Pauline found a temporary place to live for her and Dermide at her brother Joseph's hotel in the Rue du Faubourg Saint-Honoré. Eventually, they settled in the Château de Montgobert, her husband's former estate, which was Dermide's inheritance from his father. Napoleon did not wish for Pauline to remain without a husband and, as such, Roman nobleman Camillo Borghese, 6th Prince of Sulmona was selected with the help of Pope Pius VII. Thus, on 14 November 1803, Pauline, Camillo and Dermide set out on a journey towards Rome. Dermide had his own carriage, drawn by six horses, which he shared with his governess, Madame Ducluzel, and with his mother's lectrice (reader), Jenny Saint-Maur. In one of the cities through which they passed, a gendarme asked the family who they were, upon which Dermide replied, "Messieurs, it is the son of General Leclerc traveling with his suite." Saint-Maur swiftly corrected him, albeit "admiring his spirit". The family took up residence at the Palazzo Borghese in Rome.

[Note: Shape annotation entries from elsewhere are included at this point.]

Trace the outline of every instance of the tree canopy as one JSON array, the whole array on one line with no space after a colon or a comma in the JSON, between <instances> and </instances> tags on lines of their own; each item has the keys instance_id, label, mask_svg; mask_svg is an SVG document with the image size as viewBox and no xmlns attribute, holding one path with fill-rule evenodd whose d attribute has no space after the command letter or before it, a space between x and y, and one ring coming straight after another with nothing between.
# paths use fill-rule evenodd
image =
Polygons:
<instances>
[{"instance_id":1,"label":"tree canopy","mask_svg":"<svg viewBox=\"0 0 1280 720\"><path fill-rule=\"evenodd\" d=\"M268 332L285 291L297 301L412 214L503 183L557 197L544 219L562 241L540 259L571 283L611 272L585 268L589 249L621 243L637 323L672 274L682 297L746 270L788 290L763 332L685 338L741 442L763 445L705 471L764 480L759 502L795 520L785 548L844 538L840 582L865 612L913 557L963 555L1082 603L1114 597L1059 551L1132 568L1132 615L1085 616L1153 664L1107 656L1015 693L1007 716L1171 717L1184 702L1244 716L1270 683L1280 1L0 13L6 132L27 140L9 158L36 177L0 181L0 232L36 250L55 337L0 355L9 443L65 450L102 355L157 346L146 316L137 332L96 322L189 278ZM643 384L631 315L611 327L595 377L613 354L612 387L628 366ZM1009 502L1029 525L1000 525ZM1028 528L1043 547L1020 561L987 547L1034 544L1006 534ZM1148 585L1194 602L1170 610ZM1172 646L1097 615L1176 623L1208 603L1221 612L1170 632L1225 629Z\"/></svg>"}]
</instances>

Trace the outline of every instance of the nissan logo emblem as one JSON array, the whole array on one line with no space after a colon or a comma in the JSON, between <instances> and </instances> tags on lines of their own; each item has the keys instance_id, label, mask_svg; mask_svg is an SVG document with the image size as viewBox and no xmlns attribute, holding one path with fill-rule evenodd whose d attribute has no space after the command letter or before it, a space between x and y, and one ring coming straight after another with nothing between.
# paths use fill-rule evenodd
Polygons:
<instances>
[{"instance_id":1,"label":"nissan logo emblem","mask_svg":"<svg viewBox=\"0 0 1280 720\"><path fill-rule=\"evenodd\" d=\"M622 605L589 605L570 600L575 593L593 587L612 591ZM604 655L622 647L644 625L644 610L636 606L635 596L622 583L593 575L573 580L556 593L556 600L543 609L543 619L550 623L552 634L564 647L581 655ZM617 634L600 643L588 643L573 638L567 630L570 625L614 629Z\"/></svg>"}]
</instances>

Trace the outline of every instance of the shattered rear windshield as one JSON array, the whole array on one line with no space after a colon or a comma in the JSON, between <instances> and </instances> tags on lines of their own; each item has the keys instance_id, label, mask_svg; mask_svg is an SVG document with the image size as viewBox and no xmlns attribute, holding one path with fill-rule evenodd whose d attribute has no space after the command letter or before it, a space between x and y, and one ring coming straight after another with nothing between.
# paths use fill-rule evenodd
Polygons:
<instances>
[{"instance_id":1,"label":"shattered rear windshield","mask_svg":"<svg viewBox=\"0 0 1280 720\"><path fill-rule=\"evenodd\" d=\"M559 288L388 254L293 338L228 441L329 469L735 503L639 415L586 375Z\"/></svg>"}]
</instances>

Pauline, being "family minded", welcomed her brother Lucien, who had been living in exile at the Villa Rufinella in Frascati, during his visits in Rome and valued his children, Charlotte (b. 1795), Christine (b. 1798) and Charles Lucien (b. 1803), as Dermide's playmates. Dermide captivated Lucien and his wife, Alexandrine de Bleschamp, and the couple observed that Borghese was not very affectionate towards Pauline's son. Lucien even considered Dermide as a possible future husband for his daughter Christine. In hopes of restoring her health, Pauline and Borghese agreed that they should travel to Florence in the summer of 1804, and from there to the thermal baths of Pisa, which were hoped to have better effect than the ones at Frascati. Pauline wanted to take Dermide with them, but Borghese advised against it, instead proposing to leave Dermide with his brother Francesco in Frascati, near Lucien's Villa Rufinella. Thus, Dermide, Madame Ducluzel and his tutor, Monsieur de la Ronde, were moved to Francesco's Villa Mondragone.

=== Death ===
By August, Lucien, his children and Dermide had all suffered from bouts of fever. Doctors saw no cause for alarm and Lucien quickly recovered, as did his children. Despite the doctors' best efforts, Dermide died on 14 August, at the age of six. Pauline later came to believe her son's blood had been thinned by the recurrent spells of yellow fever they had suffered in Saint-Domingue. Borghese decided to conceal Dermide's death from his wife until her health improved. Thus, Francesco returned to Frascati and wrote three letters addressed to Pauline: one which announced the onset of Dermide's illness, the second announcing that the illness worsened and the third announcing Dermide's demise. Immediately after receiving the first letter, Pauline began making preparations for her departure from Pisa, in order to reach her son at Frascati. Before this was possible, she became aware of the truth and her suspicions were confirmed by de la Ronde.

Pauline was grief-stricken and later said "My poor little boy. If only I had been with him...I would have nursed him as I nursed his father". She came to blame Borghese for his decision to send Dermide to Frascati and called him "the butcher of my son", believing that, had it not been for her husband, her son "would still be alive". Leclerc's parents accused Pauline of having neglected Dermide, leaving him to die under the care of servants, when she could have left him in France, to live with them. Nonetheless, Pauline had her son buried at the Château de Montgobert, next to General Leclerc. Dermide's inheritance reverted to his father's family and, in spite of her wishes to be buried beside her son and first husband at Montgobert, Pauline was buried at the Saint Mary Major Basilica in Rome upon her death in 1825.